Hands-free devices like Alexa or Google Home can help you out when your hands aren’t free. There was no such thing when my kids were babies but I can already see how this can be a life-saver: Ask Alexa to play lullabies or “white noise” to help your child sleep or fun kids’ music or videos when your babe is fussy.
Or, you can ask Google for recipes, weather or the news while you’re preparing lunch or washing the dishes. I’m sure there are myriad other uses (like listening to podcasts if your babe is sleeping on you and you don’t want to move) that I haven’t even dreamed up yet.
Sleep is Your Best Friend:
Every parenting site and magazine says things like, “sleep while your baby sleeps; don’t worry about the laundry or dishes.” And, that is TOTALLY true. Your sleep is key to feeling sane as an HSP parent. If you must do something while your baby or toddler sleeps, try to take some quiet time out during that period to get some fresh air, meditate, chill, or read a book.
Again, if it’s at all possible, ask friends or family to babysit so you can catch a nap during the day. Sleep will keep you healthy, sane and happier. If you have a partner and they are available, make sure you let them know that your sleep is crucial.
If you’re comfortable, have your baby sleep with you. Some people find that odd or dangerous but I did it and it worked really well for us – everyone sleeps better that way. Read accredited sources about the benefits and possible risks of sleeping in the same bed as your baby.
Be Prepared:
If you decide to have a baby or adopt or foster a baby or child, set up as many things in advance as you can.

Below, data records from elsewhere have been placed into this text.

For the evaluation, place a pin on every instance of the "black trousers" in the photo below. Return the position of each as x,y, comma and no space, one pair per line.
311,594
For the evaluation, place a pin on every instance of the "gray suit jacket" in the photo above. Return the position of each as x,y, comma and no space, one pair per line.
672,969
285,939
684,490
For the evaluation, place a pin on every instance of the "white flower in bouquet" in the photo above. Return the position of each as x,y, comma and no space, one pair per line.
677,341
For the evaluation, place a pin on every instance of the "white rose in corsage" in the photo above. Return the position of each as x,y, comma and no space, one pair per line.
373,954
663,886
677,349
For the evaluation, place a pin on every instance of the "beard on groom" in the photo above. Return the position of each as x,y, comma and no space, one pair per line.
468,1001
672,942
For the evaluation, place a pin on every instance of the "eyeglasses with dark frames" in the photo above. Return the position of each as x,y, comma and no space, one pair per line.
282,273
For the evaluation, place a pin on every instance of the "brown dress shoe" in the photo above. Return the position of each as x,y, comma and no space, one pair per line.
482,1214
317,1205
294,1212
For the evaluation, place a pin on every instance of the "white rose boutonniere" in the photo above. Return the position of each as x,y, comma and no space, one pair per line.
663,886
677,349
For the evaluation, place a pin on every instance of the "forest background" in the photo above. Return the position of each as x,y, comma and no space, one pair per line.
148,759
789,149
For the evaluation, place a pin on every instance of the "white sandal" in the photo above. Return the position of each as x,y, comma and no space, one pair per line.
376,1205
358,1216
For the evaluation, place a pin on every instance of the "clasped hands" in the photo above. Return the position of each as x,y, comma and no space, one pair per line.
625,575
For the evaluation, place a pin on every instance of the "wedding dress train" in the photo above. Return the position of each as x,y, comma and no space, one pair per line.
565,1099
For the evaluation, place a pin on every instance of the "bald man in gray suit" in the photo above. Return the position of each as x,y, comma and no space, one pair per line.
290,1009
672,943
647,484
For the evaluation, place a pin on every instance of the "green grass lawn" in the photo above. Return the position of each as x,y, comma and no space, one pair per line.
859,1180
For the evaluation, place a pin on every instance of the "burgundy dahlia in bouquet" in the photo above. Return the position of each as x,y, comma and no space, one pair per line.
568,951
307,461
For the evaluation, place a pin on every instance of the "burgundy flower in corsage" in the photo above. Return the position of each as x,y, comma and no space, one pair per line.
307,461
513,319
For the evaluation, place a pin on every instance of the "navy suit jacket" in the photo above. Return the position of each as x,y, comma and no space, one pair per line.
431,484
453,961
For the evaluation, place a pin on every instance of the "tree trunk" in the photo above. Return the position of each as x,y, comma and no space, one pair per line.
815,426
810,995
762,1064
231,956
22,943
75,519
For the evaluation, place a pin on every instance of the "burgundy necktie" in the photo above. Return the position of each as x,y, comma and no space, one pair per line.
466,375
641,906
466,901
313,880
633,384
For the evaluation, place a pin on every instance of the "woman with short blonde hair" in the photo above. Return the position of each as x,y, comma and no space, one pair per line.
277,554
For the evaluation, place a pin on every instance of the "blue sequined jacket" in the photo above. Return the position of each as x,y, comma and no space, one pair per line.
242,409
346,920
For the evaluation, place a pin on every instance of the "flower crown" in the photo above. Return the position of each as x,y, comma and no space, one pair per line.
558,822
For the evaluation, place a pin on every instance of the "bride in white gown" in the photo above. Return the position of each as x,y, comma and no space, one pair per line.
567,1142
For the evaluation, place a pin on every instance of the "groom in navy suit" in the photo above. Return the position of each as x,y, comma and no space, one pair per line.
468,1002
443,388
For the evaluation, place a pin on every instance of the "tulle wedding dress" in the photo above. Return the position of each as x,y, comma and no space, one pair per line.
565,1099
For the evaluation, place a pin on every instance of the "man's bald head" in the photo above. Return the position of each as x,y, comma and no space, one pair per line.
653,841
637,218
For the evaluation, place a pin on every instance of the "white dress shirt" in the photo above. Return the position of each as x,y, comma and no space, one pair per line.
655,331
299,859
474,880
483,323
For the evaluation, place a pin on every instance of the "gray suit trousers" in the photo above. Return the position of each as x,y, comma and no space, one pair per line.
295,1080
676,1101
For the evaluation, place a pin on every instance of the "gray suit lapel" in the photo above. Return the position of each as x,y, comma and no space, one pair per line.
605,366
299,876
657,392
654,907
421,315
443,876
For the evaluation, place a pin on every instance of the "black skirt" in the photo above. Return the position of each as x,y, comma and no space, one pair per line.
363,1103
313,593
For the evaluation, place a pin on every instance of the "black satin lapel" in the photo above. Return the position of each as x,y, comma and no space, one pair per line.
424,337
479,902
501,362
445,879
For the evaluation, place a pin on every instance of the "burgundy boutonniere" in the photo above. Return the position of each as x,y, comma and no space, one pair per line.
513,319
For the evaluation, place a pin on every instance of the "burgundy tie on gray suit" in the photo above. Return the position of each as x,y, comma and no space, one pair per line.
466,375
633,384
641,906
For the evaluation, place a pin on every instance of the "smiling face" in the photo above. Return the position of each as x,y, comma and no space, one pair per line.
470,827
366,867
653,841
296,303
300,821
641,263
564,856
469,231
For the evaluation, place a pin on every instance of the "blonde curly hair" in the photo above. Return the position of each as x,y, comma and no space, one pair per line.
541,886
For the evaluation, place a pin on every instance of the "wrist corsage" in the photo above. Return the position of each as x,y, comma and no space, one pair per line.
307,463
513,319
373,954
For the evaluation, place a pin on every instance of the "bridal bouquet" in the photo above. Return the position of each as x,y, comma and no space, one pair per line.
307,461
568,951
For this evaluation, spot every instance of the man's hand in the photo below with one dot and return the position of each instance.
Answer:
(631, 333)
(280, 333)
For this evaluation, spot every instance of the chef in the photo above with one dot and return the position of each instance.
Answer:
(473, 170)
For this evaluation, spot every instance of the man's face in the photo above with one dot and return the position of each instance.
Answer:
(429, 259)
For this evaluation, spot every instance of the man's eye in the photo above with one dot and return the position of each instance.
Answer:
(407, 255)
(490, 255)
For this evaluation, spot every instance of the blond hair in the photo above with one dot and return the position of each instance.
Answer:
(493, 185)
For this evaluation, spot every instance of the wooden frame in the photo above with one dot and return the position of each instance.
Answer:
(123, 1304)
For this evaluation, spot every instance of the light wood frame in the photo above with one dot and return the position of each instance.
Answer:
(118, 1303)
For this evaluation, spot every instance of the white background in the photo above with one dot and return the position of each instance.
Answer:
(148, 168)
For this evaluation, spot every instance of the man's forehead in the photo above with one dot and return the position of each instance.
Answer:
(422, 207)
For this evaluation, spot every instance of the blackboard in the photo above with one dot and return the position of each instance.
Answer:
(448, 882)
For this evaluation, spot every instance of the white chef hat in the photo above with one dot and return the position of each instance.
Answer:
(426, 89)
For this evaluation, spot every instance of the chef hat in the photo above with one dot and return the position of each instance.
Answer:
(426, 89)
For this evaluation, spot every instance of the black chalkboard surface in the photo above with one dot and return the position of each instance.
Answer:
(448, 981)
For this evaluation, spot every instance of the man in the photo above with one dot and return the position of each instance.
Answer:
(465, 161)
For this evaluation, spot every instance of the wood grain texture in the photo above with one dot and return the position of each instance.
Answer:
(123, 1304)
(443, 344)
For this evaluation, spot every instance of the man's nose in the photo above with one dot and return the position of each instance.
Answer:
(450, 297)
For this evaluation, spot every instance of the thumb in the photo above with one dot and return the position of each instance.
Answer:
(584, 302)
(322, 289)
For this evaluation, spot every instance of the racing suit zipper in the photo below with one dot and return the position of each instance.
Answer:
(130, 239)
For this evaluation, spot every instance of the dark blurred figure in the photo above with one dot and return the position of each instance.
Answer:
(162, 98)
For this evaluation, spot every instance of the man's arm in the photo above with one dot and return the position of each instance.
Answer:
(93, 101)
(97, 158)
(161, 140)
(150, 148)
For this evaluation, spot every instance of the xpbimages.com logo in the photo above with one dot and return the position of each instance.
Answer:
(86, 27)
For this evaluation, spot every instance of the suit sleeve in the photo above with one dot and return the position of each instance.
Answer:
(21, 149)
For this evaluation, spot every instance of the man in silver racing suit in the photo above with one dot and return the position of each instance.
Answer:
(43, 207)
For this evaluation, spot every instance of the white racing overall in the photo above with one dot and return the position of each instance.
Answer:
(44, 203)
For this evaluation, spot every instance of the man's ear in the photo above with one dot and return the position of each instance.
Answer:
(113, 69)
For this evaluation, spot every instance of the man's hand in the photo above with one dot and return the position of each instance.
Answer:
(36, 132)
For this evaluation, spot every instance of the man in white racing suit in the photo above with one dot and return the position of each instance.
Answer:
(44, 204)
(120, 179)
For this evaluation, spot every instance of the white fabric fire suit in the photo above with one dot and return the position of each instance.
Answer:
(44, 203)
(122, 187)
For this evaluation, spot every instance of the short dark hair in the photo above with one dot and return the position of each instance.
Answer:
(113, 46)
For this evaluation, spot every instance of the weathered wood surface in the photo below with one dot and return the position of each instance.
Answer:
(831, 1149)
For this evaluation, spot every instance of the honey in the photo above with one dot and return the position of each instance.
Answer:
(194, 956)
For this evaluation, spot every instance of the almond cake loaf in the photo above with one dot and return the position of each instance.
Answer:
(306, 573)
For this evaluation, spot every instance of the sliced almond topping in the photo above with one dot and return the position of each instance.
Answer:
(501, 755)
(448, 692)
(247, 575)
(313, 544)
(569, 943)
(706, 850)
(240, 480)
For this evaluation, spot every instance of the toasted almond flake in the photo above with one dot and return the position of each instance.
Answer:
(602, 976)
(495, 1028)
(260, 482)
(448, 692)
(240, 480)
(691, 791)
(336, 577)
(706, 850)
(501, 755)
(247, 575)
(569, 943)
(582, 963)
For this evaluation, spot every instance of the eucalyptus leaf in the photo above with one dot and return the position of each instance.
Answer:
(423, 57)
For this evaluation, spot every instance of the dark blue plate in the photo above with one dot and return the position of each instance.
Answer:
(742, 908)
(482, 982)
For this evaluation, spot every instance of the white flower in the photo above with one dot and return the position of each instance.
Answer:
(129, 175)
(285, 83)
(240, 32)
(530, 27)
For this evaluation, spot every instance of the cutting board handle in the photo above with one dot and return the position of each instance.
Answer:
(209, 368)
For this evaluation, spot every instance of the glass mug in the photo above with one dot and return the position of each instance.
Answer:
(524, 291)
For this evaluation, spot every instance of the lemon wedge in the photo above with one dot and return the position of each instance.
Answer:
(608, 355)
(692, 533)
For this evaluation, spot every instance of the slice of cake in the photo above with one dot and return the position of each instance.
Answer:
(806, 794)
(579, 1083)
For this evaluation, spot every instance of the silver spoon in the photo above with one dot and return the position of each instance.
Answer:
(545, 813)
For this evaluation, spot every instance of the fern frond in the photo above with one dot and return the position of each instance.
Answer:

Set up a calm, clutter-free space for the baby and yourself. Make sure the temperature is good in all seasons, you have music or fresh air or a mobile, etc. – whatever you need to keep yourself and your baby calm and happy.
See if your Public Health department offers new mom/baby groups in your area. It’s a good way to meet other local parents. Now that Facebook and other social media offer Highly Sensitive People groups, you might even want to hook up with other parents in your region.
Investigate walks, hikes, trails in your area that you can walk with your baby and/or walk by yourself or with friends or your partner. Having fresh air, exercise and socialization is really key for HSP parents no matter the weather or the season. Get a stroller that is durable and easy to use so you can get out and about without too much fuss.
If you see a therapist, mention your pregnancy/plans for adoption to him or her so you can get those building blocks in place. Mention this to your midwife or doctor too so that you can brainstorm ways that you can stay calm, rested, healthy and happy as a Highly Sensitive Parent.
Some Final Real Talk
Honestly, though I love babies, children and teenagers – especially my own – parenthood is not for everyone and I fully respect people who know they won’t be good parents or simply do not want to have children. I don’t think that’s selfish at all – I feel like it’s actually very wise and mature to identify this reality. There are so many children who are unwanted, abused, neglected as well as parents who don’t know or don’t care how to be a good parent.
If you’re wavering about having children, you could do a series of tests first. You might ask to babysit nieces, nephews or neighbourhood children. You might want to look into foster care or adoption through your local Children’s Aid Society. Even owning a pet like a puppy or kitten is a tiny window into parenthood: A wee, helpless being who relies on you as the parent to make sure their needs are taken care of — regardless of whether you’re tired, stressed out, busy, or don’t feel like it.